一大清早紅衣便起來洗漱更衣,然後喜婆進來給紅衣梳妝並說著吉祥話兒。紅衣除了感覺起得較早有些困倦外,倒也沒有什麽其它的心情反應:無悲也無喜,她甚至連感慨也沒有。


    楚一白與楚老先生那裏,紅衣同他們不止是溝通過一次,她相信大家都明白今日的成親是怎麽一回事兒:不過就是任務一件,用來迷惑那些人,讓他們認為自己這一方的人還在被他們牽著鼻子走,為大將軍等人爭取足夠多的時間,趕在那些人之前布置好。


    大將軍今日沒有出去,他雖然是一身嶄新的喜服,但是他的麵色怎麽也看不出半點兒喜色來,陰沉沉的一張臉,讓人一看便退避三舍。


    紅衣終於裝扮完畢,又稍稍吃了一點點東西:不能吃太多東西的——按風俗新娘是不可以沾地兒,所以要在喜床上坐一天,吃喝太多會有生理需求,紅衣不想為此而尷尬。


    楚一白帶著花轎已經到了郡主府,靖安真個給他做得伴當。


    楚一白端端正正跪倒在地上,對著大將軍拜了三拜,大將軍扶起他的時候眼眶一紅:這如果真的是一場喜事多好?沒有陰謀,沒有爭鬥,他隻是簡簡單單的嫁女多好。


    大將軍看了一眼楚一白,張了張口卻什麽也沒有說出來。
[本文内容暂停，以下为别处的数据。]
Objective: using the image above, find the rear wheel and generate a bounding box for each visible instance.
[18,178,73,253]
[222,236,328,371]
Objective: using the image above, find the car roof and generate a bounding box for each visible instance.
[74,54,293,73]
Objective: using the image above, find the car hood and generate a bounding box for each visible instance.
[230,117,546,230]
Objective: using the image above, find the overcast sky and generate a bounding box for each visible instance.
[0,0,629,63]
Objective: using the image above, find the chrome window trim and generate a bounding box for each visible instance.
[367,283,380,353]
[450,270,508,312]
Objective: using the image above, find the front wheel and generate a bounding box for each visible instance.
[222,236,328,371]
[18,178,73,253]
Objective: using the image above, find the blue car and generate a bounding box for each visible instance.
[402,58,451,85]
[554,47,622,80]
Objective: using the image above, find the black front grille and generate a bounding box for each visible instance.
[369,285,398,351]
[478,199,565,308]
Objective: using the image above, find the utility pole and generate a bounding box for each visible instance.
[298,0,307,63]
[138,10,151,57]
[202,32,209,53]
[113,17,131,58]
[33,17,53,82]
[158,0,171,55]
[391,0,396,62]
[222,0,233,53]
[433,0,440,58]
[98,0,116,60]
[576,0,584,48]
楚一白如果真是他的女婿,大將軍一定會非常高興,但是這一切都是假的,卻一定要做得如同真的一樣。


    郡主府裏喜樂震天,成親雙方的人沒有一人是真的高興,大家的心頭都似壓了一塊石一般的沉重。


    太後的懿旨終於到了,紅衣接旨後,對著皇宮拜了三拜,算是拜別了太後義母。來下旨的太監也不過是說了兩句討喜兒的話兒後就匆匆走了,雖然這親事很盛大,雖然這親事很榮光——太後都下了賀喜的旨意,可是似乎每個人都沒有感到一絲喜氣,大家的恭賀也似乎都是匆匆的:誰看到大將軍的臉色誰也不會願意在郡主府內久留的。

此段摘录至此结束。